Based on in-house RNA-seq data obtained from normal thymocytes and leukemic cells, we will identify lncRNAs dysregulated in leukemia and perform functional assays to study their potential implications in oncogenesis (in collaboration with V. Asnafi, Necker Hospital, Paris, France; funded by ITMO-Plan Cancer). We will also prioritise potentially relevant lncRNAs based on epigenomics profiles we have obtained within the Blueprint consortium. In addition, the prevalence of the role of lncRNAs as scaffolding molecule of protein complexes has been investigated using an original bioinformatic approach coupling predictions of RNA-protein interactions (in collaboration with G.G. Tartaglia, CRG, Barcelona, Spain) and protein-protein interaction network analyses (funded by A*MIDEX grant).

 

Deciphering genetic networks in a model organism

 We develop systems genetics approaches of cardiac function and aging in flies leveraging on the identification of natural variants in the DGRP population of sequenced inbred lines (Drosophila Genetic Reference Panel; dgrp.gnets.ncsu.edu).
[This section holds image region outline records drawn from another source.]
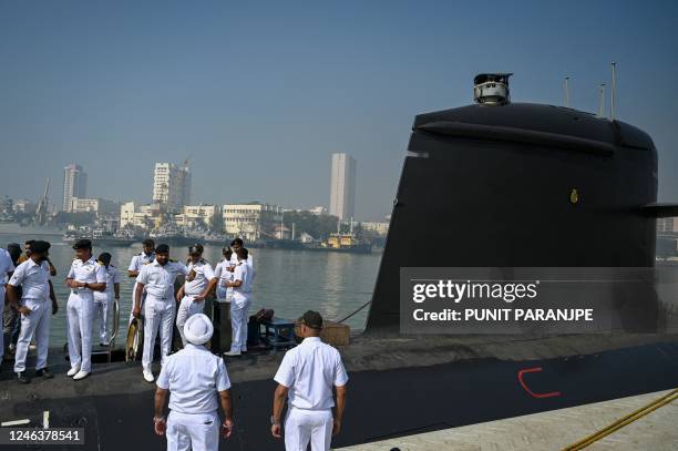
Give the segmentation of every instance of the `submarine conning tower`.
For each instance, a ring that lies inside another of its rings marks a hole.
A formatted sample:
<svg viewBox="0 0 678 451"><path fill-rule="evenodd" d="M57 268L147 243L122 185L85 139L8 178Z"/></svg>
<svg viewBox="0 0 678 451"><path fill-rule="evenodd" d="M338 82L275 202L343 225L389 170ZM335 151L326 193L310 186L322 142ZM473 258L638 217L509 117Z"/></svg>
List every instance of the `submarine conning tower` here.
<svg viewBox="0 0 678 451"><path fill-rule="evenodd" d="M398 334L401 267L651 267L657 151L620 121L511 103L511 74L473 105L414 119L366 334Z"/></svg>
This resource makes it possible to carry out association analyzes for quantitative traits while being able to identify precisely the variants (SNPs) involved. The DGRP lines are tested for their cardiac phenotypes as a function of age and the variants (SNPs) associated with a phenotype of increased or decreased sensitivity of the heart to cardiac aging is carried out by a genome-wide association analysis (GWAS). We seek for epistasis relationships among variants in different contexts and develop a method for the identification of rare non-synonymous variants that are not considered in GWAS approaches. This genetic data are integrated with transcriptomic data, PPI networks and regulatory networks to identify novel genes affecting cardiac function and aging. This work is performed in collaboration with Rolf Bodmer’s lab (Stanford Burnham Medical Research Institute, La Jolla, California, USA).

 

Databases

 

REMAP

ReMap (remap.cisreg.eu) is an integrative analysis of transcriptional regulators ChIP-seq experiments from both “Public” (GEO / ArrayExpress) and Encode datasets. The ReMap atlas consists of 80 million peaks from 485 transcription factors (TFs), transcription coactivators (TCAs) and chromatin-remodeling factors (CRFs). The ReMap atlas is available to browse or download either for a given TF or cell line, or for the entire dataset.

 

MoonDB

MoonDB is a database of Extreme Multifunctional proteins (EMFs) that we recently identified as proteins involved in very dissimilar functions from PPI networks. In addition to functional informations on the 430 identified EMFs, a dataset of 38 literature curated proteins is provided.